The seventh- and 10th-place finishers and the eighth- and ninth-place finishers meet on opening day of the tournament, while the first- through sixth-place teams have the day off. That means the bottom four teams’ path to the tournament title demands four wins in four days, while the other six teams need three wins over three days.
That can be an important dividing line, but one that isn’t drawing much discussion – even from the coaches involved.
“We want to play good basketball,” WSU coach Tony Bennett said. “Wherever that puts us at the end of the year is going to be the case. I don’t know positioning or placing in the Pac-10 tournament. We played good ball on Saturday (an 82-81 win at UCLA). ... To me it’s all about playing good basketball, and if it’s good enough to put you in a spot to play in the postseason, certainly that’s a noble goal and we want that badly. But it starts with concentrating with what’s in front of you.”
What’s in front of the Cougars are home games against Arizona on Thursday and Arizona State on Saturday, followed by the regular-season finale March 7 at Washington.
Oregon State coach Craig Robinson said his team has already exceeded the “two or three” league victories he expected. Down the stretch, he wants to keep the Beavers focused on a goal they can control.
“What we’d like to be able to do is continue to win games so that we can come out of (conference play) with a winning record,” he said. “That’s what you want to be. That would be a good measurement of success. With regard to the Pac-10 tournament, a lot of that is going to be up to teams that are above us. ... We’re not too focused on getting to sixth place. If it works out that we get it, that would be great.”
The Beavers end their regular season with three road games: at Oregon on Sunday and at UCLA and USC next week.
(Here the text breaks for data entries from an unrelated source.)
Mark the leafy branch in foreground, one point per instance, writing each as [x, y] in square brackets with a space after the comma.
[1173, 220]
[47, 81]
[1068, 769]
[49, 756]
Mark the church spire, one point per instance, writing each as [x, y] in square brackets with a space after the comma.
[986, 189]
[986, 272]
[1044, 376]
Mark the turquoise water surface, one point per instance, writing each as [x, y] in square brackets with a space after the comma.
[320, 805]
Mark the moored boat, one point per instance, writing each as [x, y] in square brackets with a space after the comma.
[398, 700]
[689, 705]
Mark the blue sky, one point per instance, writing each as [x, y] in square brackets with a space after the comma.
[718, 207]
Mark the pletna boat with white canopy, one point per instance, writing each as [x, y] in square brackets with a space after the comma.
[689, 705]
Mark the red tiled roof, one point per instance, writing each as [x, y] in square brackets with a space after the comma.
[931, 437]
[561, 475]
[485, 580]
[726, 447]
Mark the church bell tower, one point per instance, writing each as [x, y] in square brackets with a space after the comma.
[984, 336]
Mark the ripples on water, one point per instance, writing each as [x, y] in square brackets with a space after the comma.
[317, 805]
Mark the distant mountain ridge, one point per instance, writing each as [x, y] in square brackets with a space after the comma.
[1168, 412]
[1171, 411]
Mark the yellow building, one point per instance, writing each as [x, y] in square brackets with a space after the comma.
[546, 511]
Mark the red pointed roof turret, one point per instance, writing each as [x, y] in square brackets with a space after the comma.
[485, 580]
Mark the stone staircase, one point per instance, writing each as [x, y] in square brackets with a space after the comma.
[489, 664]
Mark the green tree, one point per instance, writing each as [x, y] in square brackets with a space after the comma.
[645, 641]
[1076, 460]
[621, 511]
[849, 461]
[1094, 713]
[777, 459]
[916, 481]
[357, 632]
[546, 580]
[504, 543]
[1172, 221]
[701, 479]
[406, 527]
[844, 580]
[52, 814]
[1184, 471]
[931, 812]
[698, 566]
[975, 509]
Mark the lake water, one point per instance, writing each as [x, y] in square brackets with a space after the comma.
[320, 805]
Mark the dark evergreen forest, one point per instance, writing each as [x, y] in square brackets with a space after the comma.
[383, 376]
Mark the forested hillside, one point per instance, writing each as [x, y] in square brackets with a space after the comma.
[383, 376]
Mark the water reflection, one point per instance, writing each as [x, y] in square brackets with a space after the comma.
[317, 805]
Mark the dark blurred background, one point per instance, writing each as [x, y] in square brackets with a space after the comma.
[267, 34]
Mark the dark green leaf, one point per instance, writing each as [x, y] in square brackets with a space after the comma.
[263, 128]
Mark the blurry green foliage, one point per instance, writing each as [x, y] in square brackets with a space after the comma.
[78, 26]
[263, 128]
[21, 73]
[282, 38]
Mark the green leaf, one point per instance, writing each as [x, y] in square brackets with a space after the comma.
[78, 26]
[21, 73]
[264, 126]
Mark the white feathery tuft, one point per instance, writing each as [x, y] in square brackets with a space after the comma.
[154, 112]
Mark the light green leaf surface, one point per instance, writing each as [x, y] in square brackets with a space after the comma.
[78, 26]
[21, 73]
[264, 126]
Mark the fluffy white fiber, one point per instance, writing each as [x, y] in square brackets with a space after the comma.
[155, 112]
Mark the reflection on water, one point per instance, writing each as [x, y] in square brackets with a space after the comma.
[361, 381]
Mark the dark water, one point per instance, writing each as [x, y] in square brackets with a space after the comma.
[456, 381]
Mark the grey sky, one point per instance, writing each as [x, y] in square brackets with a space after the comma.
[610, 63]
Rare bench view for Thomas
Freshman Isaiah Thomas of Tacoma, UW’s leading scorer, says he can’t remember the last time he was benched at crunch time with the game on the line. But that’s where he was as the Huskies’ gutted out a victory at USC on Saturday.
“That was a game situation where Venoy (Overton’s) defensive pressure had changed the game around, and we just decided to go with that,” coach Lorenzo Romar said. “And then Justin Dentmon, down the stretch, he was guarding well, too.”
Thomas admits he felt “weird” watching from the bench, but he couldn’t argue with the result.
“We won and that’s all that matters, but it was something different,” he said. “... It was something that had never happened to me, and I hope it never happens again. But we won.”
Brockman a Naismith finalist
Brockman was named among the 30 finalists for the 2009 Naismith Trophy, presented annually to the nation’s outstanding men’s basketball player. The only other Pac-10 player among the finalists is James Harden of Arizona State.